Q2: Please summarize your review in 1-2 sentences
The paper describes a new method for sampling a unknown target function which is assumed to follow a sparse additive model. The CS and QP formulations are interesting and apparently novel, and the theoretic analysis seems impressive. The experiments are expected to be enhanced to support the conclusions from the theoretic analysis.
Author Feedback
Author Feedback
Q1:Author rebuttal: Please respond to any concerns raised in the reviews. There are no constraints on how you want to argue your case, except for the fact that your text should be limited to a maximum of 6000 characters. Note however, that reviewers and area chairs are busy and may not read long vague rebuttals. It is in your own interest to be concise and to the point.
We thank the reviewers for their feedback/suggestions.

We would like to clarify our main contributions, since this has been stated slightly incorrectly in the review.
Estimating sparse gradients via compressed sensing, has been considered previously by Fornasier et al. [8].
However, as stated in the "Related works" section, they consider a substantially different class of functions from us. Hence their sampling scheme also differs considerably from ours, and is not tailored for learning SPAMS.

Our main contribution is related specifically to providing uniform approximation guarantees for each active component
in the SPAM. Furthermore, the QP stage of the algorithm is significant in our opinion, as: 1) it searches over the space of ''not-a-knot" cubic splines and, 2) handles arbitrary but bounded noise.
Such a formulation has not been considered previously, to the best of our knowledge.

(A) Assigned_reviwer_2
-- The reviewer suggests two ways of improving the algorithm, however we do not completely agree with the suggestions.
Firstly, in case we first estimate the sparsity pattern and then estimate the derivatives of the non-zero components (using finite
differences) then this sampling would be less efficient then ours.

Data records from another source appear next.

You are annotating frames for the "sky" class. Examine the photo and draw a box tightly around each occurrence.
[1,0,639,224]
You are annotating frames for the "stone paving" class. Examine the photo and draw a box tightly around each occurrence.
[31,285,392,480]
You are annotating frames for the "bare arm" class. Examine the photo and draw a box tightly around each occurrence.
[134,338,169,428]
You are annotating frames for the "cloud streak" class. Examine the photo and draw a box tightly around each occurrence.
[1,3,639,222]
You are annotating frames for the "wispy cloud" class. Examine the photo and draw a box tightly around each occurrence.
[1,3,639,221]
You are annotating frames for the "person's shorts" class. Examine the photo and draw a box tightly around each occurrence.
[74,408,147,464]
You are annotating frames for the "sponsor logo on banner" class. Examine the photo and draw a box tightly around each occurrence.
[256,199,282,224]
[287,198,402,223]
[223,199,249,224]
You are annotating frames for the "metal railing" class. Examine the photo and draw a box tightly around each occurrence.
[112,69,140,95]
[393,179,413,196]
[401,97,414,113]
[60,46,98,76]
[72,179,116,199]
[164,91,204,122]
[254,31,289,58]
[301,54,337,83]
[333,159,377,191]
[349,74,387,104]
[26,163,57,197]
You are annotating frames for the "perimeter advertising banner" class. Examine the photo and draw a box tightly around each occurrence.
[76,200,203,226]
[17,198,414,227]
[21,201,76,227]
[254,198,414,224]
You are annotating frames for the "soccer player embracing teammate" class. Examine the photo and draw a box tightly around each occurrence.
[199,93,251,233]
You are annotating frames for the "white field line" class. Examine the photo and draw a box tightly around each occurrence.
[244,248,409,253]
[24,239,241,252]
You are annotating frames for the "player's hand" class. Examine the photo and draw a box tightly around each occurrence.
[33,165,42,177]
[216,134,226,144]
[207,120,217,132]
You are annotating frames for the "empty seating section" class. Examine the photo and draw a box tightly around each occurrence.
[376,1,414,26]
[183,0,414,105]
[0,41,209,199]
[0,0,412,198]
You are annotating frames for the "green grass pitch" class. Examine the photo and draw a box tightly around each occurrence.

Estimating the sparsity pattern would need O(k logd) samples, however
the finite difference step would additionally need \Omega(k) samples.

Secondly, it is not clear why there is an implicit group sparse structure in our model, as mentioned by the reviewer. There is no specfic
structured sparsity pattern in our model for us to exploit - we are simply working with arbitrary k sparse vectors.
So there does not appear to be any motivation to employ a regularizer that promotes group sparsity, while estimating the gradients.

-- Ensure sum of estimated components consistent with data : It seems unlikely that this would help in better estimation of the individual components, since we would not know which component(s) is the cause for the overall error. However, it might make sense in the estimation of the function f.

-- Practical applications: One precise application would be to predict gene expression levels based on information on the DNA sequence. Experimental results in this regard are given by Meier et al. [14]. We will elaborate on such applications in the revised version.

-- Significance of second derivative term in bounds: Thank you for the suggestion, we will elaborate on this in the future revisions.

(B) Assigned_reviewer_21
-- L'' and L''' refer to second and third order derivatives respectively. This notation is explained at the beginning of Section 2.

(C) Assigned_reviewer_35
-- Yes, the methods in [13,14] do recover the individual basis functions, however no error bounds are provided for their estimation.
On the other hand, we provide uniform approximation guarantees for each basis function.

GENERAL COMMENT: The numerical simulations that we provide, are only for proof of concept. Our aim was to focus more on the theoretical
aspect of the problem - extensive experimental results will be provided in the expanded version of the paper.